Deep brain stimulation as a correction to abnormal oscillatory activity

Patients with PD display abnormally increased oscillatory activity in the STN in the beta frequency (13-30 Hz), which has been hypothesized to disrupt the normal functioning of the basal ganglia in such a way as to impair movement. And, some studies have found that the reduction of this oscillatory activity may be one mechanism by which DBS alleviates the symptoms of PD. However, the signal for voluntary movement originates in the motor areas of the cerebral cortex, and it remains unclear how abnormal beta oscillations in the basal ganglia might influence the motor cortex in such a way as to produce the movement-related symptoms of PD. Thus, it is also unknown how the stimulation provided by DBS might affect the motor cortex to alleviate those symptoms.

In a recent study published in Nature Neuroscience, de Hemptinne et al. (2015) explored the hypothesis that DBS helps to improve the symptoms of PD by reducing excessive coupling of neural oscillations in the motor cortex.

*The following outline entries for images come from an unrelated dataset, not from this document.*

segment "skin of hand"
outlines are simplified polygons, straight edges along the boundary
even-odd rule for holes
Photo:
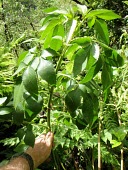
[[[53,147],[53,138],[52,132],[42,134],[36,138],[34,148],[29,147],[26,150],[26,153],[31,155],[34,161],[34,168],[38,167],[49,157]]]

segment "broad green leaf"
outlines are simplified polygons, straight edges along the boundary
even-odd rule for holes
[[[29,52],[29,53],[26,55],[26,57],[24,58],[23,63],[26,64],[26,65],[28,65],[28,64],[33,60],[33,58],[34,58],[34,54],[32,54],[32,53]]]
[[[53,35],[53,29],[49,32],[49,34],[46,36],[44,40],[44,49],[50,48],[50,43]]]
[[[92,44],[91,55],[92,55],[96,60],[98,60],[99,55],[100,55],[100,48],[99,48],[99,45],[98,45],[98,44],[96,44],[96,43],[93,43],[93,44]]]
[[[127,129],[124,126],[113,129],[112,133],[117,137],[118,141],[123,141],[127,135]]]
[[[17,136],[18,136],[19,140],[21,140],[24,135],[25,135],[24,129],[18,129]]]
[[[71,41],[76,27],[77,27],[77,20],[73,19],[72,23],[71,23],[71,26],[70,26],[69,33],[68,33],[67,38],[66,38],[67,39],[67,41],[66,41],[67,44]]]
[[[0,108],[0,116],[10,114],[11,112],[12,112],[11,108],[8,107]]]
[[[128,1],[123,1],[126,5],[128,5]]]
[[[87,46],[89,43],[91,43],[91,37],[77,37],[71,41],[71,43],[77,43],[81,46]]]
[[[73,116],[73,113],[80,106],[81,103],[81,91],[79,90],[79,88],[68,92],[65,97],[65,103],[68,111],[71,113],[71,116]]]
[[[72,56],[74,53],[81,48],[78,44],[72,44],[68,47],[67,51],[65,52],[65,57],[67,57],[68,60],[72,60]]]
[[[82,113],[84,120],[90,126],[96,121],[98,117],[98,98],[94,94],[84,93],[83,96]]]
[[[45,13],[47,14],[67,14],[66,10],[58,10],[56,7],[50,7],[44,10]]]
[[[78,10],[79,10],[83,15],[85,15],[85,14],[87,13],[87,6],[86,6],[86,5],[77,4],[77,7],[78,7]]]
[[[87,57],[88,57],[88,51],[85,51],[84,49],[80,49],[77,51],[77,53],[75,54],[74,66],[73,66],[74,76],[77,76],[81,71],[84,70],[87,63],[86,61]]]
[[[30,129],[26,130],[26,134],[25,134],[25,137],[24,137],[24,142],[25,142],[26,145],[34,147],[35,135],[33,134],[32,130],[30,130]]]
[[[121,57],[116,50],[106,50],[106,60],[109,63],[109,65],[114,67],[120,67],[123,66],[124,60],[123,57]]]
[[[16,70],[16,72],[13,74],[13,76],[17,75],[18,73],[20,73],[23,69],[25,69],[27,67],[27,65],[24,62],[21,62],[18,69]]]
[[[111,141],[112,140],[112,134],[105,129],[103,132],[103,136],[101,136],[102,140],[107,144],[107,140]]]
[[[96,19],[94,28],[96,30],[97,39],[109,45],[109,33],[105,21]]]
[[[53,19],[47,23],[46,27],[41,28],[41,39],[44,39],[56,25],[60,24],[61,20]]]
[[[52,59],[53,56],[58,56],[58,54],[56,51],[54,51],[50,48],[44,49],[41,53],[41,57],[44,59],[47,59],[47,58]]]
[[[55,51],[58,51],[58,50],[60,50],[61,46],[62,46],[62,37],[61,36],[52,37],[51,43],[50,43],[50,48]]]
[[[93,79],[93,77],[95,77],[95,75],[100,71],[101,67],[102,60],[101,58],[99,58],[98,61],[96,61],[95,64],[92,65],[92,67],[88,70],[85,78],[81,81],[81,83],[87,83],[88,81]]]
[[[70,61],[69,63],[66,64],[66,72],[67,74],[72,74],[73,70],[73,61]]]
[[[24,97],[25,97],[25,94],[24,94]],[[34,97],[32,97],[31,95],[28,95],[28,97],[26,97],[25,100],[26,100],[26,105],[25,105],[26,109],[31,110],[35,114],[41,111],[42,106],[43,106],[43,99],[41,96],[38,96],[38,100],[35,100]]]
[[[2,105],[7,100],[7,97],[0,98],[0,105]]]
[[[112,19],[120,18],[119,15],[107,9],[92,10],[87,14],[87,17],[93,17],[93,16],[97,16],[98,18],[105,19],[105,20],[112,20]]]
[[[89,26],[89,28],[92,28],[93,27],[93,25],[95,24],[95,20],[96,20],[96,17],[94,16],[94,17],[90,17],[90,18],[88,18],[88,26]]]
[[[32,61],[31,67],[36,70],[38,68],[38,65],[40,63],[40,58],[35,57],[34,60]]]
[[[28,54],[28,51],[24,51],[19,55],[18,65],[24,60],[25,56]]]
[[[56,25],[56,27],[54,28],[53,36],[57,36],[57,35],[61,36],[62,38],[64,38],[65,36],[65,30],[62,24]]]
[[[20,103],[23,102],[23,91],[24,91],[23,83],[15,85],[14,100],[13,100],[13,105],[15,109],[18,107]]]
[[[101,75],[104,91],[107,90],[111,86],[112,77],[113,77],[112,68],[107,63],[104,63],[103,69],[102,69],[102,75]]]
[[[37,71],[40,77],[47,81],[50,85],[56,84],[56,73],[51,61],[41,58]]]
[[[43,12],[44,13],[54,12],[57,9],[58,9],[57,7],[50,7],[50,8],[46,8],[45,10],[43,10]]]
[[[112,148],[120,146],[122,143],[118,142],[117,140],[111,140],[110,143],[112,144]]]
[[[22,112],[21,110],[16,112],[13,112],[13,122],[16,125],[21,125],[23,123],[24,120],[24,112]]]
[[[24,71],[22,81],[25,89],[36,98],[38,94],[37,75],[31,66]]]

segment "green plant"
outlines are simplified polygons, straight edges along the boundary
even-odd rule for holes
[[[99,104],[108,102],[114,67],[123,65],[122,56],[109,46],[105,20],[120,17],[111,10],[91,10],[85,5],[70,6],[68,10],[49,8],[44,12],[46,17],[41,20],[37,37],[27,40],[34,41],[33,47],[19,56],[13,75],[16,84],[12,119],[23,126],[17,136],[33,146],[35,135],[52,130],[56,134],[53,152],[56,169],[64,169],[68,158],[74,169],[80,166],[94,169],[96,154],[100,153]],[[40,129],[38,133],[36,128]],[[104,148],[106,155],[108,150]],[[67,156],[61,155],[61,151]],[[61,159],[56,159],[59,158],[56,152]],[[99,156],[99,163],[100,159]],[[115,157],[111,156],[109,163],[113,160]]]

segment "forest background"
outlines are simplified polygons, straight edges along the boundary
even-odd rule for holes
[[[128,1],[0,1],[0,161],[52,130],[38,169],[128,168]]]

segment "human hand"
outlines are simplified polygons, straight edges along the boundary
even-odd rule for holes
[[[29,147],[26,151],[32,157],[35,168],[49,157],[53,147],[53,138],[52,132],[42,134],[36,138],[34,148]]]

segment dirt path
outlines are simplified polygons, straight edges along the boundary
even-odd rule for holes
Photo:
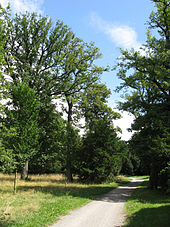
[[[130,183],[71,211],[51,227],[120,227],[125,220],[124,202],[142,181],[133,179]]]

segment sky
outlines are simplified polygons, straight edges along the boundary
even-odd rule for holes
[[[139,50],[146,41],[146,22],[154,10],[151,0],[0,0],[3,7],[10,3],[13,12],[37,12],[48,15],[53,22],[62,20],[77,37],[85,42],[94,42],[100,49],[102,58],[97,65],[111,68],[120,57],[120,48]],[[114,90],[121,81],[116,71],[104,73],[101,82],[112,91],[109,106],[116,108],[121,100]],[[122,119],[114,122],[122,128],[122,139],[128,140],[127,131],[133,122],[133,116],[122,113]]]

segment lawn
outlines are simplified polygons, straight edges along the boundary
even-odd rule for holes
[[[62,175],[31,175],[29,181],[18,179],[13,193],[13,175],[0,174],[0,226],[43,227],[57,221],[69,210],[80,207],[120,184],[65,184]]]
[[[170,195],[147,189],[147,181],[125,203],[126,227],[169,227]]]

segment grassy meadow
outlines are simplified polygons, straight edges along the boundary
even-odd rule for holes
[[[149,190],[147,181],[135,190],[125,203],[126,227],[169,227],[170,195]]]
[[[80,207],[119,183],[66,184],[62,175],[30,175],[29,181],[18,176],[17,193],[13,193],[14,175],[0,174],[0,226],[43,227],[57,221],[69,210]]]

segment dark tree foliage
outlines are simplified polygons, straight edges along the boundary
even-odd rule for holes
[[[110,121],[97,119],[83,138],[78,176],[82,181],[101,183],[119,174],[122,167],[121,150]]]

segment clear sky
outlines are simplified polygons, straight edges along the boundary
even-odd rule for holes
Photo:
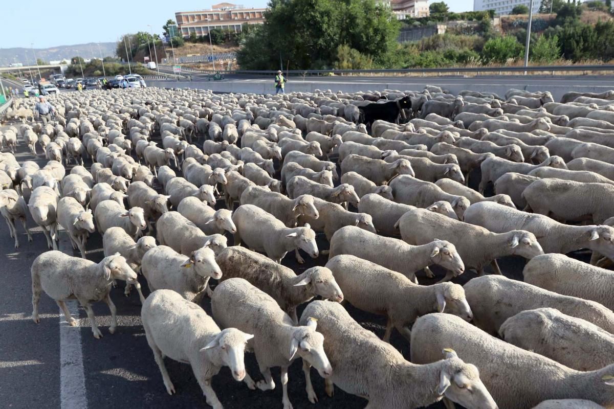
[[[430,0],[432,2],[434,0]],[[161,33],[175,12],[209,9],[219,1],[179,0],[132,2],[126,0],[2,0],[2,48],[46,48],[88,42],[117,41],[123,34],[149,31]],[[246,7],[266,7],[267,0],[230,1]],[[447,0],[452,11],[473,10],[473,0]]]

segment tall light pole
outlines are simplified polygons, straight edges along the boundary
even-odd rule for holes
[[[531,22],[533,20],[533,1],[529,6],[529,24],[527,25],[527,42],[524,45],[524,67],[529,66],[529,47],[531,45]],[[527,75],[525,70],[524,75]]]
[[[42,80],[42,77],[41,75],[41,69],[38,67],[38,60],[36,59],[36,53],[34,52],[34,44],[33,42],[30,43],[30,45],[32,46],[32,53],[34,55],[34,61],[36,61],[36,69],[39,72],[39,80],[41,81]]]
[[[209,45],[211,46],[211,62],[213,63],[213,71],[216,71],[216,59],[213,58],[213,42],[211,42],[211,26],[209,25],[209,19],[205,18],[207,21],[207,37],[209,37]]]
[[[103,58],[103,52],[100,50],[100,43],[98,43],[98,53],[100,54],[100,63],[103,64],[103,77],[106,77],[107,73],[104,72],[104,59]]]
[[[132,75],[132,68],[130,67],[130,57],[128,55],[128,46],[126,45],[126,36],[123,36],[123,47],[126,48],[126,59],[128,60],[128,71]]]
[[[158,53],[155,50],[155,39],[154,38],[154,29],[152,28],[151,25],[148,24],[147,27],[149,28],[151,31],[152,35],[152,42],[154,43],[154,55],[155,56],[155,67],[158,71],[158,75],[160,75],[160,67],[158,66]]]

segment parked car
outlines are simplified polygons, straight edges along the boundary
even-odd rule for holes
[[[128,87],[129,88],[141,88],[141,82],[139,81],[139,78],[136,77],[133,77],[132,75],[126,75],[123,77],[123,79],[128,81]]]

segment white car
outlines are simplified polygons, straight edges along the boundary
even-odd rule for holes
[[[128,87],[129,88],[141,88],[141,82],[139,81],[139,78],[136,77],[133,77],[132,75],[126,75],[123,77],[123,79],[128,81]]]
[[[45,84],[42,86],[42,94],[49,95],[50,94],[59,94],[58,90],[53,84]]]

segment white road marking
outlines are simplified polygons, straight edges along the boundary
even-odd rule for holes
[[[79,318],[76,301],[67,301],[73,318]],[[61,409],[87,409],[85,375],[81,348],[81,328],[71,327],[60,311],[60,399]]]

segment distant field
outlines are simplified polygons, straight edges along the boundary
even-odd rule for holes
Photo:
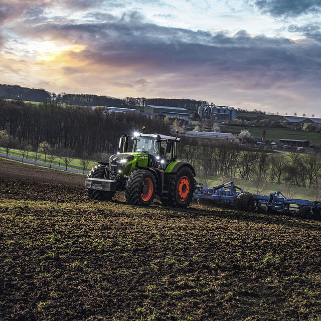
[[[263,131],[266,130],[266,139],[278,142],[281,138],[302,139],[308,140],[310,144],[321,144],[321,136],[315,132],[309,132],[303,130],[294,130],[289,128],[271,128],[269,127],[249,127],[246,126],[221,126],[223,132],[239,133],[242,129],[247,129],[253,137],[261,139]]]
[[[196,178],[197,181],[198,178]],[[255,184],[252,181],[246,181],[245,180],[241,180],[240,179],[231,179],[231,178],[222,178],[217,177],[215,176],[211,176],[209,178],[208,184],[210,185],[210,187],[213,187],[219,184],[227,183],[230,180],[232,180],[236,186],[252,193],[253,194],[258,194],[257,190],[255,188]],[[200,181],[202,183],[202,180],[200,179]],[[206,183],[206,182],[205,182]],[[316,191],[313,188],[303,188],[302,187],[298,187],[297,186],[293,188],[294,193],[291,196],[291,198],[302,199],[304,200],[309,200],[309,201],[316,200]],[[279,191],[285,196],[287,196],[286,194],[287,187],[285,184],[277,184],[275,183],[267,183],[266,185],[265,191],[261,193],[263,195],[268,195],[270,193],[274,193],[277,191]]]
[[[265,117],[269,119],[272,119],[273,120],[278,119],[280,117],[282,117],[281,115],[268,115],[267,114],[259,114],[255,112],[236,112],[236,118],[238,116],[241,116],[242,117],[248,117],[250,118],[256,118],[258,116]]]
[[[0,152],[5,154],[6,150],[5,148],[0,147]],[[19,149],[11,149],[9,152],[9,155],[12,155],[13,156],[17,156],[18,157],[22,157],[21,153],[20,152]],[[26,157],[26,155],[25,155],[25,158],[27,158]],[[32,159],[34,160],[36,158],[36,153],[34,151],[30,151],[28,154],[28,159]],[[79,163],[79,158],[73,158],[71,162],[68,165],[68,168],[73,169],[74,170],[79,170],[79,171],[82,171],[83,169],[81,168],[80,165]],[[40,156],[37,159],[37,162],[45,162],[45,156],[43,154],[40,154]],[[46,157],[46,163],[49,164],[49,158],[48,157],[48,155],[47,155]],[[53,165],[56,165],[57,166],[59,166],[59,157],[57,156],[56,158],[53,160],[52,162]],[[85,170],[85,171],[89,172],[91,170],[91,169],[95,166],[95,165],[97,165],[97,162],[94,162],[91,160],[89,162],[89,164],[87,166],[87,168]],[[60,160],[60,166],[62,166],[64,167],[65,166],[65,163],[64,163],[63,159],[62,157]]]
[[[18,165],[0,159],[1,320],[321,319],[320,221],[93,201]]]

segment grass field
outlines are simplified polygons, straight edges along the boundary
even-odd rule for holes
[[[3,153],[4,154],[6,154],[6,150],[4,148],[0,147],[0,152]],[[20,153],[20,150],[18,149],[11,149],[9,151],[9,154],[12,155],[13,156],[17,156],[18,157],[22,157],[21,153]],[[45,156],[43,154],[38,154],[39,156],[37,158],[37,162],[41,162],[44,163],[45,162]],[[28,159],[32,159],[34,160],[36,157],[36,152],[34,151],[30,151],[28,153]],[[25,156],[26,158],[26,155]],[[46,161],[47,163],[49,163],[49,158],[48,155],[46,155]],[[74,170],[79,170],[79,171],[82,171],[83,169],[81,168],[80,164],[79,164],[79,158],[73,158],[70,164],[68,165],[68,168],[73,169]],[[57,166],[59,166],[59,157],[58,156],[56,156],[56,158],[53,160],[52,162],[53,165],[57,165]],[[97,165],[96,162],[90,161],[88,164],[88,166],[87,167],[86,171],[89,171],[91,169],[95,166],[95,165]],[[65,167],[65,165],[64,163],[63,158],[62,157],[60,160],[60,166],[62,167]]]
[[[91,201],[81,176],[14,163],[0,159],[0,319],[321,319],[321,222]]]
[[[236,112],[236,118],[238,118],[239,116],[243,117],[248,117],[249,118],[254,118],[258,116],[264,117],[271,119],[272,120],[276,120],[282,117],[280,115],[268,115],[267,114],[258,114],[254,112],[239,112],[237,111]]]
[[[315,132],[309,132],[303,130],[295,130],[290,128],[271,128],[269,127],[250,127],[246,126],[221,126],[223,132],[239,133],[242,129],[247,129],[252,137],[261,139],[263,131],[266,131],[266,139],[278,142],[279,139],[300,139],[308,140],[310,144],[321,145],[321,135]]]

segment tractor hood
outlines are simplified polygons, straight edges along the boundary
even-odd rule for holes
[[[109,159],[112,173],[127,178],[136,167],[147,167],[148,154],[144,152],[124,152],[114,154]]]

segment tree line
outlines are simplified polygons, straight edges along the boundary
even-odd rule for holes
[[[148,99],[131,97],[120,99],[106,95],[69,94],[65,92],[57,94],[44,89],[22,87],[18,85],[11,86],[0,84],[0,98],[40,102],[51,100],[57,103],[74,106],[106,106],[128,108],[143,107],[146,105],[155,105],[185,108],[191,111],[198,111],[200,106],[208,104],[205,100],[195,99],[162,98]]]
[[[19,85],[0,84],[0,98],[42,102],[49,99],[50,96],[50,93],[45,89],[31,89]]]
[[[0,100],[0,130],[8,133],[9,144],[30,145],[33,150],[46,141],[78,157],[113,153],[124,132],[130,135],[143,125],[149,132],[170,133],[164,121],[133,113],[104,114],[99,108],[62,107],[52,101],[35,105]]]
[[[317,153],[269,154],[232,142],[186,137],[178,144],[178,152],[205,181],[209,176],[238,178],[252,181],[259,190],[267,182],[311,188],[318,186],[321,177],[321,154]]]

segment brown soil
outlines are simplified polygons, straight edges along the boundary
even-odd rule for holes
[[[321,319],[318,221],[91,201],[84,176],[0,165],[0,320]]]

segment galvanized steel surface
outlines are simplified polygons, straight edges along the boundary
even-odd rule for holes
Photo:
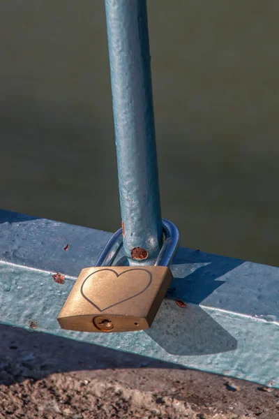
[[[276,267],[180,248],[149,330],[96,336],[60,329],[56,316],[77,276],[110,237],[1,212],[0,322],[279,388]],[[57,272],[64,284],[54,281]]]
[[[106,0],[125,253],[152,264],[162,243],[146,0]]]

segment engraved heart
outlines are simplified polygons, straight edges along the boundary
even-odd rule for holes
[[[137,271],[136,275],[132,272]],[[82,296],[99,311],[110,309],[142,294],[152,282],[152,274],[135,267],[119,274],[111,268],[90,274],[80,288]]]

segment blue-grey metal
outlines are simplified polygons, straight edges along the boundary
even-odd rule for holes
[[[149,330],[61,329],[56,317],[74,281],[111,236],[0,212],[0,323],[279,388],[277,267],[179,248],[173,282]],[[63,284],[54,281],[56,272]]]
[[[162,220],[146,0],[106,0],[123,248],[141,247],[153,264]]]
[[[165,241],[157,257],[155,266],[169,266],[179,246],[180,234],[177,227],[165,219],[163,219]],[[120,228],[110,237],[98,258],[95,266],[111,266],[117,256],[122,244],[122,229]]]

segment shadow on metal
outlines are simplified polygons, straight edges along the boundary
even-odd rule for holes
[[[236,349],[236,339],[202,307],[194,304],[201,303],[225,283],[219,278],[243,263],[199,251],[179,250],[174,260],[176,270],[183,268],[185,272],[187,265],[195,264],[195,270],[182,278],[174,277],[166,297],[181,300],[186,307],[172,305],[168,316],[159,310],[153,326],[146,333],[172,355],[209,355]],[[202,265],[197,269],[197,263]]]
[[[201,307],[192,304],[172,307],[167,316],[165,311],[159,310],[152,327],[145,332],[172,355],[217,354],[237,348],[234,337]]]
[[[219,278],[244,262],[241,259],[216,256],[199,250],[187,249],[186,251],[181,248],[177,251],[173,265],[176,270],[185,272],[187,265],[190,267],[190,264],[195,264],[195,270],[184,277],[176,277],[174,273],[174,279],[166,297],[171,300],[182,300],[188,303],[200,304],[225,283]],[[201,265],[197,269],[197,264]]]

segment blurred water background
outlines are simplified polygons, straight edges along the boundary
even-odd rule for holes
[[[148,4],[163,216],[279,265],[279,2]],[[114,231],[103,0],[2,0],[0,35],[0,207]]]

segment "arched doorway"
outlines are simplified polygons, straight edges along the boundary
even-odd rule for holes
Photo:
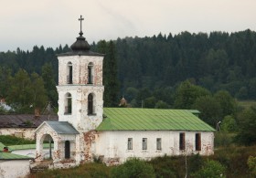
[[[40,139],[39,151],[42,160],[52,159],[54,140],[50,134],[44,134]]]
[[[70,141],[65,141],[65,159],[70,158]]]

In non-PD patients, PAC between high- and low-frequency oscillations in motor areas of the brain occurs when at rest and is reduced when movements are made. It has been suggested that this coupling may inhibit neural activity until movement is initiated; at that point the coupling is diminished so movement can occur. de Hemptinne et al. hypothesized that in PD patients, the PAC is exaggerated and continues to inhibit movement even when a movement is desired. DBS, however, may act to reduce PAC and increase the possibility of movement execution. To test this hypothesis, they used a procedure called electrocorticography in PD patients before, during, and after DBS stimulation of the STN.

Electrocorticography (ECoG), also sometimes called intracranial electroencephalogram (iEEG), involves the placement of electrodes directly on the surface of the brain to record the electrical activity of neurons. Although this is an invasive surgical procedure, the patients in the study by de Hemptinne et al. were already undergoing surgery for the placement of the DBS electrode and thus an additional surgical procedure wasn't required. In this study, the electrodes for ECoG were placed directly on the sensorimotor cortex.

As the authors hypothesized, the ECoG recording before the DBS device was turned on showed excessive beta frequency activity in the STN as well as exaggerated coupling of beta activity with gamma frequency oscillations in the motor cortex. Patients at this point displayed characteristic PD symptoms like rigidity, tremor, and bradykinesia. When the DBS device was turned on, however, the abnormal PAC in the motor cortex was reduced and symptoms were alleviated. Additionally, the degree to which PAC was reduced was associated with the degree to which the patients' symptom severity was mitigated. Thus, it appears plausible that DBS reduces PD symptoms in part by reducing PAC in the motor cortex.

DBS is still considered a last-resort option for most PD patients, as it does involve invasive surgery and all the associated risks, and it is not successful for everyone. However, if we can come to fully understand the mechanism by which it works, we may be able to refine the method and improve its success rate. For example, if PAC in the motor cortex is to blame for the severity of some of the symptoms of PD, future DBS devices could incorporate real-time monitoring of PAC and the automatic adjustment of stimulation to most effectively reduce it.

As we uncover more information about the mechanism of DBS, it may become a treatment for PD that can eventually replace L-DOPA which, despite its therapeutic value, remains a temporary solution to the problem. Regardless of the improvements we make to DBS, however, it still does not seem it will be capable of permanently arresting the neurodegeneration that occurs in PD. Thus, the search will continue for a therapeutic approach to treating the symptoms of PD that can at the same time either slow or stop the relentless loss of basal ganglia neurons that defines the disease.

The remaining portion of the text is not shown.